Speakers at the summit include Natalie Jeremijenko, an artist exploring socio-technical change, Lighthouse director Honor Harger, Steve Crossan of the Google Cultural Institute and Jill Cousins of the Europeana Foundation. “It’s our twentieth anniversary in 2015 so we wanted to do something that really cuts to the core of what we do,” says Hemment. “If you distill FutureEverything down to its essence, it’s a space where people can encounter the cutting edge of digital invention, so this summit is about bringing together inspiring people from around the world.”
A space where you can encounter the cutting edge of digital innovation
Outside the confines of the summit, the highlights of 2013’s scaled-back music programme include enigmatic Manchester-based artist Holy Other, who brings his dark electronic sounds to Islington Mill on 21 March in association with Manc promoters, Now Wave. Berlin outfit Brandt Brauer Frick have a refreshingly back-to-front approach: they replicate the sounds of electronic beats and loops live, using classical instruments.

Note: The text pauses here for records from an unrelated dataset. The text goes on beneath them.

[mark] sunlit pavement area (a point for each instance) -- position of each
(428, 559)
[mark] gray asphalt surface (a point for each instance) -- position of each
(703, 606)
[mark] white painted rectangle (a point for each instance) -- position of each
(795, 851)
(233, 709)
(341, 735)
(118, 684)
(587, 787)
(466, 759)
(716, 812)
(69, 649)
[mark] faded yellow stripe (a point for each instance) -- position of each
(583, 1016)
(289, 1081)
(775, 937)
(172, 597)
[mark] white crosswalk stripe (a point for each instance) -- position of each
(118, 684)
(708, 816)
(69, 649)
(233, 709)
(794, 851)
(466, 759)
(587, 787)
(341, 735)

Catch them at Islington Mill with Om’Mas Keith of LA hip hop collective, Sa Ra and Lapalux (20 Mar). And there are more experimental, electronic sounds on offer at the parallel Salford Sonic Fusion Festival (21-24 Mar); although separate from FutureEverything the two events purposely collide. Sonic installations, audio-visual work and live performance are all on offer at Salford University’s Media City campus (including, intriguingly, an outing from the University’s brass band). On the art side, FutureEverything is teaming up with Quays Culture to present The Speed of Light (21-23 March), a free spectacle in which runners clad in light-up garb will create movement-based art around The Quays. Any art that makes a virtue of the early spring nights is all right by us.